Media Relations and Your Catalog (940 words)
Media Relations and Your Catalog
Every business wants and needs to create awareness of what it does. Catalogers are no different. They can advertise, whether it's a big splashy campaign of the sort Lands' End, L.L. Bean or Lillian Vernon have undertaken, or simply a small classified ad.
But another way to get people thinking and talking about—and hopefully ordering from!—your catalog is the "free advertising" generated by effective use of public relations (PR). The "public" in PR encompasses media, government and community relations. Let's focus for now on the media.
Is there a story here?
Catalog consultants and PR practitioners agree that targeting the right media outlet with the right story at the right time is the way PR works.
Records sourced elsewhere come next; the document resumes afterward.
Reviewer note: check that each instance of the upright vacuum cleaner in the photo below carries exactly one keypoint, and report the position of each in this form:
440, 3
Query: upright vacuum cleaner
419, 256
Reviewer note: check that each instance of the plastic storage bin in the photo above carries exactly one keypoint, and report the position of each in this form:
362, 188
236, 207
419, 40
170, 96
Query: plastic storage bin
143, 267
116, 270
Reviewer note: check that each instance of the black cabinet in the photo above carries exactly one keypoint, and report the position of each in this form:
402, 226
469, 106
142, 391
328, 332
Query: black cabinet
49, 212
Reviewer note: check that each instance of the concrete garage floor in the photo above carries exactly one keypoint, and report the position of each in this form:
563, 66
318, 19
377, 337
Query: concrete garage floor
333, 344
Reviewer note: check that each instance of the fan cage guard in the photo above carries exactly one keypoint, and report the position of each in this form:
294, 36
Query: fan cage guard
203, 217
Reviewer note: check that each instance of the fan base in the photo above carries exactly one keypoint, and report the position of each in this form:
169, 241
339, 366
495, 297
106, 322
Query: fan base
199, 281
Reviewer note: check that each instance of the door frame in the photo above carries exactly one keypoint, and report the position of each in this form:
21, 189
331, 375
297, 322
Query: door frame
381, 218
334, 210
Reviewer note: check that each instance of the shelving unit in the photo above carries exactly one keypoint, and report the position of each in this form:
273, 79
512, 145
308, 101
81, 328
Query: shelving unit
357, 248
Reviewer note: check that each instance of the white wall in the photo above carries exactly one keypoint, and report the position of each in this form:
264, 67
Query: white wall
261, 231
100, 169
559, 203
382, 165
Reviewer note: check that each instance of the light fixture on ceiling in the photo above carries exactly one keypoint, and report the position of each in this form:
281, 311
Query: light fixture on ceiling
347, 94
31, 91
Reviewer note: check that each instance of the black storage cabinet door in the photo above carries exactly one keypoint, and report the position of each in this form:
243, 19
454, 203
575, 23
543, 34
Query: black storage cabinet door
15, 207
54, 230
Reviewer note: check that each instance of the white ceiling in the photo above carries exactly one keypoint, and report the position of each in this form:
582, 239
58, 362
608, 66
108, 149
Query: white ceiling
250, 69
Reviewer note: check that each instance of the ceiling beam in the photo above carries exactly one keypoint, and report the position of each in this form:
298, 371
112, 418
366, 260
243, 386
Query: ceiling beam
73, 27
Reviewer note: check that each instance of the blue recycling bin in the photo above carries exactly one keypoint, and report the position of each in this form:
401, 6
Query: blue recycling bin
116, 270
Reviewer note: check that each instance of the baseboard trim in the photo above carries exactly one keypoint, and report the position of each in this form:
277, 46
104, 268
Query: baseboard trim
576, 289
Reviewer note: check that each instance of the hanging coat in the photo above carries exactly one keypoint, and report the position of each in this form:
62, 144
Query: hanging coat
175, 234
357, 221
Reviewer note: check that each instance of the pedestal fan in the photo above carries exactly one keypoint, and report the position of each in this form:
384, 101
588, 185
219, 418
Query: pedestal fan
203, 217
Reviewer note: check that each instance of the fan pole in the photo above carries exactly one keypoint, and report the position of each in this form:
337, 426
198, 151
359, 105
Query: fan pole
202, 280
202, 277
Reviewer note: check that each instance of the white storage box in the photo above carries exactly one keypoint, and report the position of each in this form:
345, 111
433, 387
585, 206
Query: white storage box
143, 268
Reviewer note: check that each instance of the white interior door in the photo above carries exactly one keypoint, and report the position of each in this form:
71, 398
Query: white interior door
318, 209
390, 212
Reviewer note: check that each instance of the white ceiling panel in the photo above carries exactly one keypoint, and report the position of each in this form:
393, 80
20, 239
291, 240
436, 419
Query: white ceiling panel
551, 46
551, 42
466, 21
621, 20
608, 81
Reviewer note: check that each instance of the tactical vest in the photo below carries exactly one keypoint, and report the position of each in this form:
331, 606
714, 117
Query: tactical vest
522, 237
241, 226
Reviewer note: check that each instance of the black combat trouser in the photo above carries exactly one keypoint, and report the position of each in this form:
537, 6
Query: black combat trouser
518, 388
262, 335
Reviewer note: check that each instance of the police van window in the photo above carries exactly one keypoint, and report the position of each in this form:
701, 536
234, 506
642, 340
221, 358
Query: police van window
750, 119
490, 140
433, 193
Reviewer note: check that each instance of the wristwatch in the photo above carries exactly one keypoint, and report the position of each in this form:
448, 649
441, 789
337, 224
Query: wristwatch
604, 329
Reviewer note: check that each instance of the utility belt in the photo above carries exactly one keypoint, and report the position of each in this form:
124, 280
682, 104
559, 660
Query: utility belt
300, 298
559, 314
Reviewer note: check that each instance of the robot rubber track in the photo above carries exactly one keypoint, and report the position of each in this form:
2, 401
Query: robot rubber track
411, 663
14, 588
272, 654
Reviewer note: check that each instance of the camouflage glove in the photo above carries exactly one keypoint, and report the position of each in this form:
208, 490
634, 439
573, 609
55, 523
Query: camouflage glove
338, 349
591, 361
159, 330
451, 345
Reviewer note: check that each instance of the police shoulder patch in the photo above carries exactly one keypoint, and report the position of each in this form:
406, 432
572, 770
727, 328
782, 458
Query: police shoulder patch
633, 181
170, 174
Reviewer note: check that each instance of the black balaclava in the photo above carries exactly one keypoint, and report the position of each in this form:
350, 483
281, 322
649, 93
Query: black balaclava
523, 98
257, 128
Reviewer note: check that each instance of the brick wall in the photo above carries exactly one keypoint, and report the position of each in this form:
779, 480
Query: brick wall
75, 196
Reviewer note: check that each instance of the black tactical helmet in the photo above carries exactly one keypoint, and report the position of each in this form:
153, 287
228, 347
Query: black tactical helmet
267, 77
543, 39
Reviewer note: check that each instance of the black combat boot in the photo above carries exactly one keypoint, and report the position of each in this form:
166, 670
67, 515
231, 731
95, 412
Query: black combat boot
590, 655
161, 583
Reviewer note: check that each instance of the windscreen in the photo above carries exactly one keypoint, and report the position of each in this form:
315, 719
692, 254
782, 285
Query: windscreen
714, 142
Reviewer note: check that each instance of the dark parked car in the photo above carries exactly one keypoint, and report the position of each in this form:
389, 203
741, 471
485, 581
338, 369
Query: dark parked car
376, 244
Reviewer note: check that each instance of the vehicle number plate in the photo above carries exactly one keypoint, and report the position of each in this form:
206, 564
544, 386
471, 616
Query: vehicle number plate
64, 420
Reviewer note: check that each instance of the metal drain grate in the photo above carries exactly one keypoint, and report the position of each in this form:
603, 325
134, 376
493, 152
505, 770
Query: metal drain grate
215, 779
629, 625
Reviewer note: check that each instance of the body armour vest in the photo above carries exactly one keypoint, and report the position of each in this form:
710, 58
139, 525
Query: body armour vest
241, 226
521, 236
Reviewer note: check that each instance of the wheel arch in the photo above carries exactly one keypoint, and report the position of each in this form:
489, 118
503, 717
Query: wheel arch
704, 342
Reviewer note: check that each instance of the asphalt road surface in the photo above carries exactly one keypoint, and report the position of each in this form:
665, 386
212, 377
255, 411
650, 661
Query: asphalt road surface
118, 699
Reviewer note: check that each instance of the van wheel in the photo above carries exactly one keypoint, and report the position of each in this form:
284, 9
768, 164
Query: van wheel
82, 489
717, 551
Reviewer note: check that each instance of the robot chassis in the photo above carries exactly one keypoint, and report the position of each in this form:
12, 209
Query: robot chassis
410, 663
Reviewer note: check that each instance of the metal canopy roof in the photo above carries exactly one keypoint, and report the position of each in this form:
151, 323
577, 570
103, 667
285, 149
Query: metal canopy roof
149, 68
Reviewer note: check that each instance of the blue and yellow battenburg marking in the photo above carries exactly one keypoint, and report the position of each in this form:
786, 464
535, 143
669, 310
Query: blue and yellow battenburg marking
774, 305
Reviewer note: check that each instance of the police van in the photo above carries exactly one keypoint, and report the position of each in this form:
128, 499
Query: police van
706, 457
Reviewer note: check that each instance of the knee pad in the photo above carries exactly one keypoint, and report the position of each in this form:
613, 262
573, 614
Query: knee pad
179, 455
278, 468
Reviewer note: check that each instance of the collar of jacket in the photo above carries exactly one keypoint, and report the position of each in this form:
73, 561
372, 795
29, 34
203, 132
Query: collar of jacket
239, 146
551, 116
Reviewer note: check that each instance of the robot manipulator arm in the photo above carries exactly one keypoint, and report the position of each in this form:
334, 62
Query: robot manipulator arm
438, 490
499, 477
You can try canvassing the media yourself, or have someone in your marketing or advertising departments try, but a professional publicist can see "The Big Picture." They have contacts and are familiar with how to approach different media.
Maxwell Sroge, a catalog consultant in Evansville, IL, reminds his clients that if they are seeking national coverage of their business, they should make sure that "you have something worthwhile to say … Of course you'll feel warm and fuzzy sending a press release, but if you're not thinking of the editor, you're not building a good relationship." He says these relationships are very valuable: "If you go out to advertise [your catalog or product], it could cost millions of dollars; if you write a good story for the editor, and cooperate, for $500 or $1,000, you can have editors all across the country picking up the story."
Much of what you choose to communicate about your company depends on the media market you are approaching.
In the realm of news-related trade publications, Sroge believes you should restrict personnel-change announcements to senior personnel, i.e. officers of the company, and should include their past credentials.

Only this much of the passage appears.